Das Ordensdrama dient nicht nur der Kirche und dem Hof, sondern auch dem Volke. So wird das alte volkstümliche geistliche Spiel von Ordensleuten gepflegt und gefördert. Hier sei das Oberammergauer Passionsspiel erwähnt, das 1750 durch den aus Wien stammenden Benediktiner Rosner umgestaltet wird: alpenländische geistliche Volksdramatik vereinigt sich hier mit der bajuvarischen Tradition des barocken Ordensdramas. Wie das hohe Drama in Österreich volkstümliche Elemente, so nimmt [276] das volkstümliche Burleskentheater Stranitzkys Bestandteile des hohen Dramas auf, um sie zu der charakteristischen österreichischen Synthese zu verbinden.

Mit dem beginnenden Aufklärungszeitalter setzen im gesamten Deutschgebiet französische Einflüsse ein. Der Apostel des französisierend-klassizistischen Literaturrationalismus, Gottsched, erlangt auch in Österreich autoritative Bedeutung. Gottschedsche Sprachbestrebungen und seine Bemühungen um ein "regelmäßiges" Drama werden in Wien von einer Gruppe aufklärerischer Reformfreunde, die sich zu einer "deutschen Gesellschaft" zusammenschließen, eifrig aufgegriffen.

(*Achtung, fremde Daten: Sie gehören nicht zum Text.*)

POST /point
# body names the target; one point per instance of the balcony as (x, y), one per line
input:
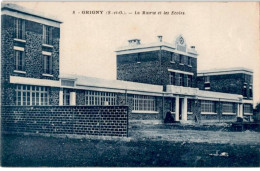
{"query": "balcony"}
(181, 90)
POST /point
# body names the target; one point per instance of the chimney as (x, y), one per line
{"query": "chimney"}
(134, 42)
(159, 38)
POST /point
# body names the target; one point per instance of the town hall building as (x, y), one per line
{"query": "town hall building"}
(152, 79)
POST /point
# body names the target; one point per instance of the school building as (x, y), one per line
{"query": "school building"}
(152, 79)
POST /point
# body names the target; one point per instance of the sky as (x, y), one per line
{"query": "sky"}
(225, 34)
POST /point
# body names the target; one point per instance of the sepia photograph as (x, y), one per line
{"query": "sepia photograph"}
(130, 84)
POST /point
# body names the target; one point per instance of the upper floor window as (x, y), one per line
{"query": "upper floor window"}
(207, 82)
(208, 106)
(47, 64)
(172, 57)
(178, 58)
(189, 105)
(47, 35)
(248, 108)
(182, 58)
(31, 95)
(144, 103)
(207, 79)
(228, 107)
(250, 91)
(100, 98)
(172, 107)
(189, 61)
(245, 90)
(172, 78)
(19, 27)
(66, 97)
(138, 59)
(181, 78)
(189, 80)
(19, 60)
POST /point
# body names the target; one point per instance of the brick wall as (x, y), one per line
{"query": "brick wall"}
(77, 120)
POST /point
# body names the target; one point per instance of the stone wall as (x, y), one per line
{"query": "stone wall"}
(76, 120)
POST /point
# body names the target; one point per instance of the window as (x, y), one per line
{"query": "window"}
(189, 80)
(250, 91)
(177, 57)
(66, 97)
(245, 90)
(207, 79)
(69, 83)
(100, 98)
(19, 26)
(172, 107)
(138, 60)
(228, 107)
(248, 108)
(172, 57)
(19, 60)
(189, 105)
(189, 61)
(47, 35)
(172, 78)
(207, 82)
(181, 79)
(144, 103)
(208, 106)
(182, 59)
(47, 64)
(31, 95)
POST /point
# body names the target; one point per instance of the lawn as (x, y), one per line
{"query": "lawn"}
(20, 150)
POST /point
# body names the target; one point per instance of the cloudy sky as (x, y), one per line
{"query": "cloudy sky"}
(225, 34)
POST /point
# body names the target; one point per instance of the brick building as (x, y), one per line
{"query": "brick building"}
(152, 79)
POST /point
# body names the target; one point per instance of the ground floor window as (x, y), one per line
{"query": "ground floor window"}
(100, 98)
(228, 107)
(31, 95)
(208, 106)
(248, 108)
(144, 103)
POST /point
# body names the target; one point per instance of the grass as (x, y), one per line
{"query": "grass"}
(35, 151)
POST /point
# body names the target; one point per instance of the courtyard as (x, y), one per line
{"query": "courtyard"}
(148, 146)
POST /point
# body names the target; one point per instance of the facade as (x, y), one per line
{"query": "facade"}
(232, 80)
(151, 79)
(30, 57)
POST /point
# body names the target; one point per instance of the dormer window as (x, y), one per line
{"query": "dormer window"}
(19, 26)
(47, 35)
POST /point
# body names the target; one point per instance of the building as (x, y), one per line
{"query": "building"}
(151, 79)
(30, 57)
(231, 80)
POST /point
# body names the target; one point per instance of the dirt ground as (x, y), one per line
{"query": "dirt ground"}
(149, 147)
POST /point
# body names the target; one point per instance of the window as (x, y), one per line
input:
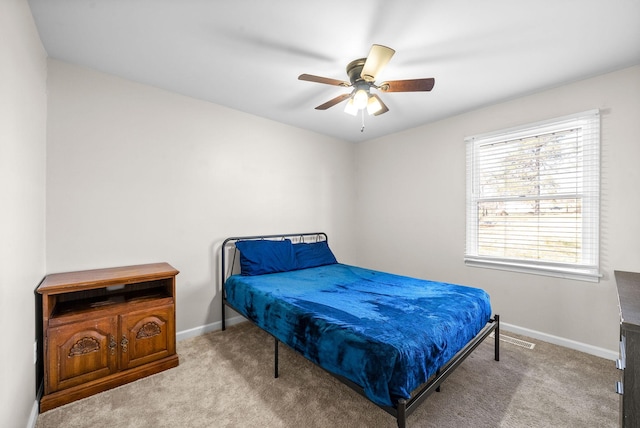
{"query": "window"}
(533, 198)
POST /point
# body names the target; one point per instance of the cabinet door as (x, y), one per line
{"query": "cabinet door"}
(81, 352)
(147, 335)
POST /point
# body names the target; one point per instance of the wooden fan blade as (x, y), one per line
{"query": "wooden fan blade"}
(378, 57)
(383, 108)
(333, 102)
(325, 80)
(411, 85)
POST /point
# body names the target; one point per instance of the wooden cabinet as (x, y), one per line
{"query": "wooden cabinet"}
(628, 284)
(106, 327)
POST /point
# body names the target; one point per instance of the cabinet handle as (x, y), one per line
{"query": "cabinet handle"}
(112, 344)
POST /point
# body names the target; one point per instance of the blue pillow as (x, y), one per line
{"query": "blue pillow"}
(314, 254)
(262, 256)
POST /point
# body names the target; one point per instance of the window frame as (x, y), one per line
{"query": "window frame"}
(588, 268)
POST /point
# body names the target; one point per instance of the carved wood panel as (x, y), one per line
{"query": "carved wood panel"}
(81, 352)
(149, 335)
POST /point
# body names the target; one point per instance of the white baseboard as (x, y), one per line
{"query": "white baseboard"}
(33, 417)
(203, 329)
(561, 341)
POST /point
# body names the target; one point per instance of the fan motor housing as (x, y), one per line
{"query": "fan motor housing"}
(354, 69)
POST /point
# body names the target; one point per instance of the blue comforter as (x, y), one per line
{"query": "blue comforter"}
(387, 333)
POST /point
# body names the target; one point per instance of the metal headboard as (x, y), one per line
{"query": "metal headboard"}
(228, 245)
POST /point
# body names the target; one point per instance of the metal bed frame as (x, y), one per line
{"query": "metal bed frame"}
(403, 407)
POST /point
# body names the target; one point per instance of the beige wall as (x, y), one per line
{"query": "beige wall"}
(411, 210)
(22, 197)
(136, 174)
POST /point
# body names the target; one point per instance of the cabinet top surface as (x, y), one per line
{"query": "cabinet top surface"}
(97, 278)
(628, 284)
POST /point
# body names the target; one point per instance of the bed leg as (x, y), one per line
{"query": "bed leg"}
(402, 413)
(275, 359)
(497, 337)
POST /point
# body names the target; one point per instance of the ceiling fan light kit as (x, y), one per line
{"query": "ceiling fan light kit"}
(362, 74)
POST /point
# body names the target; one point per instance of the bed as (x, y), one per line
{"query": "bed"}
(394, 339)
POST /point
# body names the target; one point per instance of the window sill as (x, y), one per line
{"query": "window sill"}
(589, 274)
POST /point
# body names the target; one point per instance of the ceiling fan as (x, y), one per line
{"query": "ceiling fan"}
(362, 76)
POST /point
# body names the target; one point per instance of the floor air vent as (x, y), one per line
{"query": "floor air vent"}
(514, 341)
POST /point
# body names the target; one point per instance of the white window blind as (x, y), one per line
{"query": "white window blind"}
(533, 198)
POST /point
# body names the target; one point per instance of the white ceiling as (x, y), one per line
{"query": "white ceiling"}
(247, 54)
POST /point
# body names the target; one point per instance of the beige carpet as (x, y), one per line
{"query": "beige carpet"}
(225, 379)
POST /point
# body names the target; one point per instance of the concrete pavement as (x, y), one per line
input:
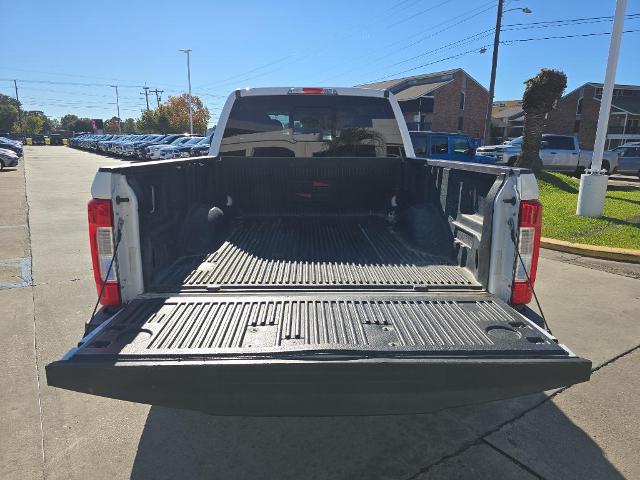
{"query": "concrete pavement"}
(586, 431)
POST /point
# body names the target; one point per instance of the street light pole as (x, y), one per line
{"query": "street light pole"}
(188, 51)
(593, 183)
(118, 107)
(494, 66)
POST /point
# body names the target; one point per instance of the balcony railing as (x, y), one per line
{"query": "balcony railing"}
(422, 126)
(620, 129)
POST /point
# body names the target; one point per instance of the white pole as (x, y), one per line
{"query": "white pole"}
(593, 184)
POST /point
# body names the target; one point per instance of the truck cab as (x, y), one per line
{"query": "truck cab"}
(447, 146)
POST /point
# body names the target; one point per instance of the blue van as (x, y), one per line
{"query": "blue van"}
(447, 146)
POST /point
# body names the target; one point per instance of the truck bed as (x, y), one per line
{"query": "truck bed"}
(313, 252)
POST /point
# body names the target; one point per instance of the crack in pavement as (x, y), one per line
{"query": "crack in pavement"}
(513, 459)
(35, 330)
(482, 438)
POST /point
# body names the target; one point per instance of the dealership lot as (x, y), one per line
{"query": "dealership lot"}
(587, 431)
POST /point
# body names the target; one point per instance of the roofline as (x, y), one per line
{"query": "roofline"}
(615, 106)
(599, 85)
(433, 74)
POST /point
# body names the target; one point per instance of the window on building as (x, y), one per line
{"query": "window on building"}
(419, 142)
(460, 145)
(439, 145)
(560, 142)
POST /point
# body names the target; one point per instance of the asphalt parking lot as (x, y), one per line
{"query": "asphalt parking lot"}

Es besteht der Plan, Gottsched an eine in Wien zu gründende Akademie zu berufen. Gottschedsche und Lessingsche Lehren vertritt der Wiener Geschmacksreiniger J. v. Sonnenfels, Herausgeber einer moralischen Wochenschrift (dieser für das gesamtdeutsche Zeitungswesen wichtige Zeitschriftentypus findet sich auch in Österreich). Beim breiten Publikum freilich findet der rationalistische Klassizismus Gottscheds zunächst nicht viel Anklang, gleichwohl werden die regelmäßigen Dramen des gereinigten Geschmackes ständig im Spielplan beibehalten. In den Kämpfen der Gottsched-Lessing-Zeit um ein neues Drama findet Österreich eine glückliche Lösung: das regelmäßige (nicht improvisierte) Drama dringt durch, ohne daß man auf das bestandfähige Volkstümliche verzichtet hätte. Auch diesmal gelingt es Österreich, volksmäßigen Bestand aus der Unterschicht in die Oberschicht zu ziehen und so Eigenartig-Wertvolles für den gesamtdeutschen Literaturbesitz zu retten, da das Gut der Volksbühnenproduktion auf den anderen Stammesgebieten fast zur Gänze verlorengegangen war. Das Wiener Burgtheater, 1776 als Hof- und Nationaltheater gegründet, mit voller Einsicht in die aus dieser Gründung erwachsenden Verpflichtung, vor allem deutsche Originaldramatik zu pflegen, vermag aus beiden Elementen, der gehobenen Literatur und dem volkstümlichen Besitz, Nahrung zu ziehen. Es ist auch diesmal wieder symbolisch, daß eine dieser Verschmelzungen des Brauchbaren aus der burlesken Stegreifposse mit den Anforderungen an ein höheres Lustspiel einem Wiener gelang, dessen Vater aus außerösterreichischem Gebiet, aus Franken, zugewandert war. Philipp Hafner.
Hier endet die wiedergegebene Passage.